From the Wikipedia article on leap years, it appears that calendar systems that predated the Romans accounted for leap days, but do we know which calendar was the first to introduce a leap day, and if so, which year in human history was truly the first leap year?

  • 1
    If the first leap year existed in another calendar system (possibly one with a different number of days and a different start to the year), how would you map that to the current calendar in order to determine which year in human history was truly the first leap year?
    – Steve Bird
    Feb 26, 2019 at 21:14
  • 2
    The Ancient Sumerians had leap years (as per your title), but they added an extra month when needed, rather than a day, to keep the lunar year and solar year in step. Feb 26, 2019 at 22:07

1 Answer 1


Julian calendar was introduced in 45 BC. Leap years are those whose number is divisible by 4. However, there is a catch here. Of course Julius did not count the (negative) years BC (as we do).

(There is a joke: "Archeologists found a coin with the date inscribed: 45 BC":-)

To preserve the pattern of divisibility by 4, one needs to count from zero. But historians do not like zero, so in our common count year 1 is preceded by year 1 BC. (Which is more reasonable to call 0). So what is commonly known as 45 BC is really year -44. Which is divisible by 4. So this year was the first leap year.

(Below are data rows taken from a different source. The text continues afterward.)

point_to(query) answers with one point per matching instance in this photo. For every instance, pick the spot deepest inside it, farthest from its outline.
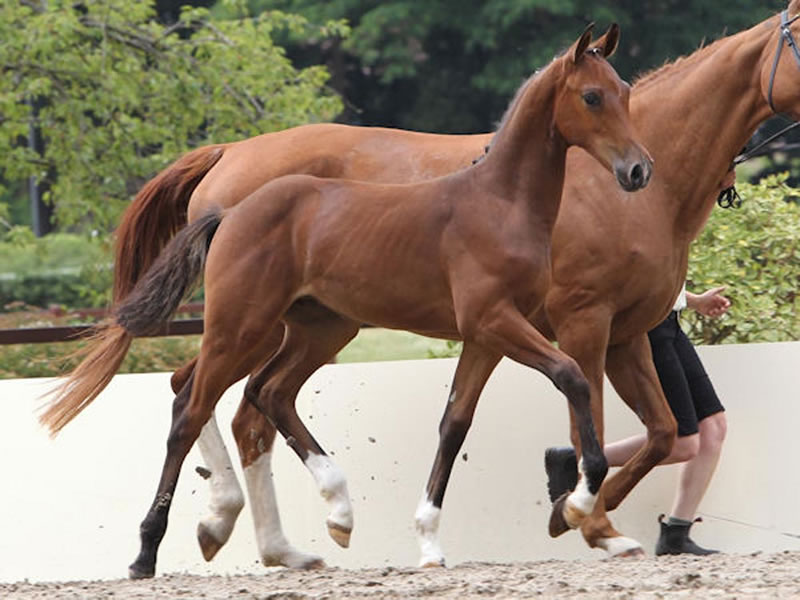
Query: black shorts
(686, 384)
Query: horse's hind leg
(473, 370)
(191, 409)
(255, 437)
(630, 368)
(313, 336)
(226, 499)
(505, 330)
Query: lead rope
(729, 197)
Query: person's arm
(710, 303)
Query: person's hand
(710, 303)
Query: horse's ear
(582, 44)
(607, 43)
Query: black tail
(173, 275)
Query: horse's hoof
(558, 524)
(209, 545)
(631, 553)
(136, 572)
(295, 560)
(339, 534)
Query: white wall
(71, 507)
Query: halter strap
(729, 198)
(786, 36)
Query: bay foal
(464, 256)
(617, 263)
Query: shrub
(755, 250)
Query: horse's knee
(253, 433)
(713, 430)
(569, 378)
(181, 376)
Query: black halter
(728, 198)
(786, 36)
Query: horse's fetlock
(595, 468)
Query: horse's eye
(592, 99)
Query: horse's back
(332, 151)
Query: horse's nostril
(637, 175)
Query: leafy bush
(62, 269)
(755, 250)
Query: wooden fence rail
(68, 333)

By the common count (used by historians) it is 45 BC.

Source: Wikipedia.

  • 1
    According to the Wikipedia article the Julian Calendar started with a leap year every three years. There seems to be some disagreement about exactly when these were applied.
    – Steve Bird
    Feb 26, 2019 at 22:10
  • leap days were used before Ceasar although they were not regular. Every year the Pontifex Maximus decided whether to have leap days and how many, usually for political reasons since most public offices would start from March 1st. Cesar decided to end this mess.